Understanding why Table.Buffer makes a difference in dependency chain
I understand from Google that using Table.Buffer is often a good idea when multiple steps within a query will be referencing the same Table. But it seems from my experimentations that it's also a good idea when there are other downstream queries in the query dependency chain.
As per the question I posted here, I have a bunch of queries in a chain that are somewhat recursive in nature: I am finding matching between two data sources where the date doesn't always match, so I progressively match the tables on larger values of a 'tolerance' factor X using this condition:
Table1.Date = Table2.Date +/- X
And I'm effectiviely running this in a loop for values of X between 1 to 7, and removing successful matches on each pass leaving just unsuccessful ones.
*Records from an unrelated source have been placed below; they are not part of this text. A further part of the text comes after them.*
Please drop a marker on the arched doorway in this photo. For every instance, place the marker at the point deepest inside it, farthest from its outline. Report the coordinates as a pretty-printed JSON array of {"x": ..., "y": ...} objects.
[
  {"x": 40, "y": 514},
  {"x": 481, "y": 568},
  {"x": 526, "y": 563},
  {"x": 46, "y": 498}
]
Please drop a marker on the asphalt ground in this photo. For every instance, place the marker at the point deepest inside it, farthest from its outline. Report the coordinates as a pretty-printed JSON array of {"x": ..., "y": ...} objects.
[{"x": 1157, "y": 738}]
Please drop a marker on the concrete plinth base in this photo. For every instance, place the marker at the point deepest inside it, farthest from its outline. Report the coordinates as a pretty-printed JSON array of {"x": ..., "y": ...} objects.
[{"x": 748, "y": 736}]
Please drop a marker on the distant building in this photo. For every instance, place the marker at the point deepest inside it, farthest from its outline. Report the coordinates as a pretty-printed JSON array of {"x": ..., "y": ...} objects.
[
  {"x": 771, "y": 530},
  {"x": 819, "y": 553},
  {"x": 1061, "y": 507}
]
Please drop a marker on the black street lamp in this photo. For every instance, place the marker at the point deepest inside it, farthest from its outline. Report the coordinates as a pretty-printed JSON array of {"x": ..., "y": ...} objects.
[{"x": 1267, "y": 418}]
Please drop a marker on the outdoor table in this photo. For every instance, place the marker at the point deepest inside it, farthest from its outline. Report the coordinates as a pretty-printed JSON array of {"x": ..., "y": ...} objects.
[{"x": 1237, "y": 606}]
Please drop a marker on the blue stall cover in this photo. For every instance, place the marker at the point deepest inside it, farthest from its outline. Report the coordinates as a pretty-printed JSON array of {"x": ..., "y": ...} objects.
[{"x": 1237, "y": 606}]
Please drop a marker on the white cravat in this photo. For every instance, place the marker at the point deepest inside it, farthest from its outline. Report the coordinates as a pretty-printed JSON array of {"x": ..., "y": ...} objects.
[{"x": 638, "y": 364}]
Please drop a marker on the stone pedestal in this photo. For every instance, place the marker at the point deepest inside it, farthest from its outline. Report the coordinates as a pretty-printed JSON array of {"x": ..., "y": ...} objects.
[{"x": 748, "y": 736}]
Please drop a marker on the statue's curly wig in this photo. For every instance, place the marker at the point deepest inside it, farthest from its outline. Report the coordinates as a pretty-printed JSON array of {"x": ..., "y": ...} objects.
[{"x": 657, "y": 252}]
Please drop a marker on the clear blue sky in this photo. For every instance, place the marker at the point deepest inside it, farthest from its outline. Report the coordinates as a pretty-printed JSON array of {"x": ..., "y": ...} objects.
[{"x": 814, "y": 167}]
This lets me progressively increase the 'mismatch' tolerence on those dates, and remove matches at each pass leaving just the unmatched rows to do increasingly desperate matches on.
My query performs the following steps:
Loads data from Table1 and Table2, and does an inner join on unique ID and Date
Effectively removes these matches from Table1 and Table2 via an anti-join against each referenced table.
Does an inner join on the remaining records, but this time offsets the dates in the Port table by +/- 1 day. This finds some more matches.
Performs steps 2 and 3 over and over, increasing the date offset by 1 each time until I have captured all date mismatches up to a week.
The query dependency tree that results looks like so:
I've found that using Table.Buffer on both Tables whenever I do a join dramatically increases (whoops) decreases execution time.
In this file, with no Table.Buffer, it takes about 17 seconds to run through the chain:
Wow....putting Table.Buffer around any steps that referenced previous queries reduced my load time from potentially hours to one and a half minutes. (I say potentially hours, because I'd never dared to load all 30k rows of data for both Tables at once, nor attempted to make as many as 7 recursive steps. Even just loading one tenth of the data for 5 steps was taking a good 10 minutes or more).
I take it that I want to buffer each input just once, as soon as it appears in the current query that is referencing previous ones?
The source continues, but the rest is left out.